Finding All Columns Storing Some Value
A long time ago a database developer asked me how she could produce a list of all table columns in the database which store a given value. Note that she was in the process of normalizing tables and wanted to find every fact table that referenced a particular string value to replace it with a dimension table look up. The solution we found in that database (i.e. Oracle) is also relevant today, only we get results much, much faster in Vertica!

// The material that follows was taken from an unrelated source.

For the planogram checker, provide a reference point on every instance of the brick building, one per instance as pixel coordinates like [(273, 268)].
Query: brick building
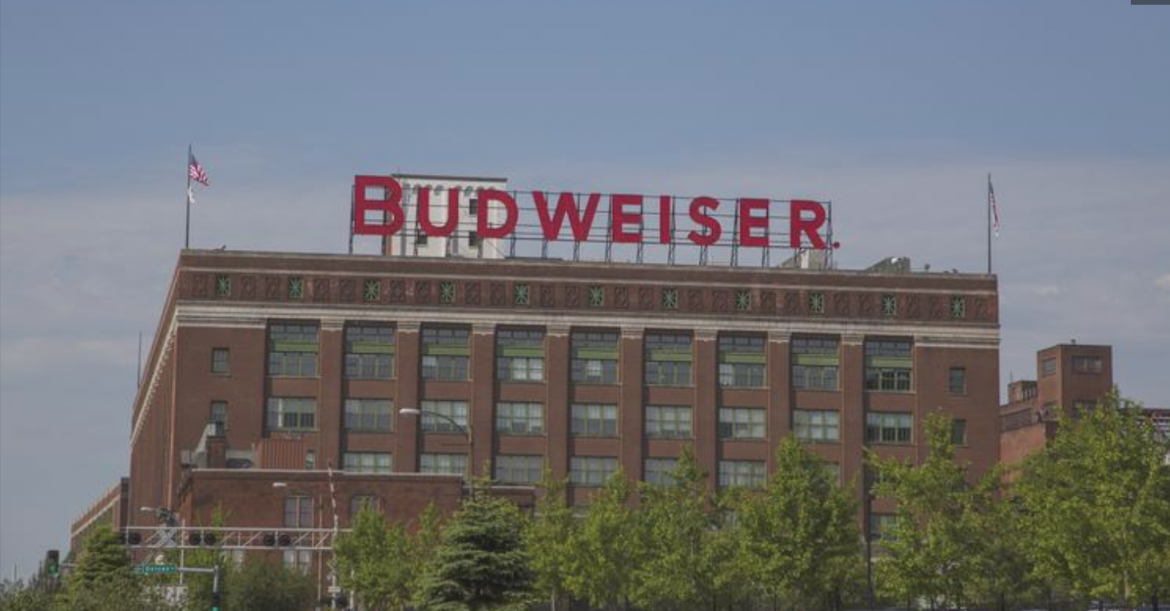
[(281, 385), (1072, 376)]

I want to list all of the table columns in my database that contain at least one record equal to the text “Pennsylvania”. To do that, in vsql I can query the V_CATALOG.COLUMNS system table and use it to build SQL SELECT statements, one for every column in the database, that check the table column for a value that equals “Pennsylvania”. Once I’ve built those SQL statements, I’ll pipe them back into vsql to run.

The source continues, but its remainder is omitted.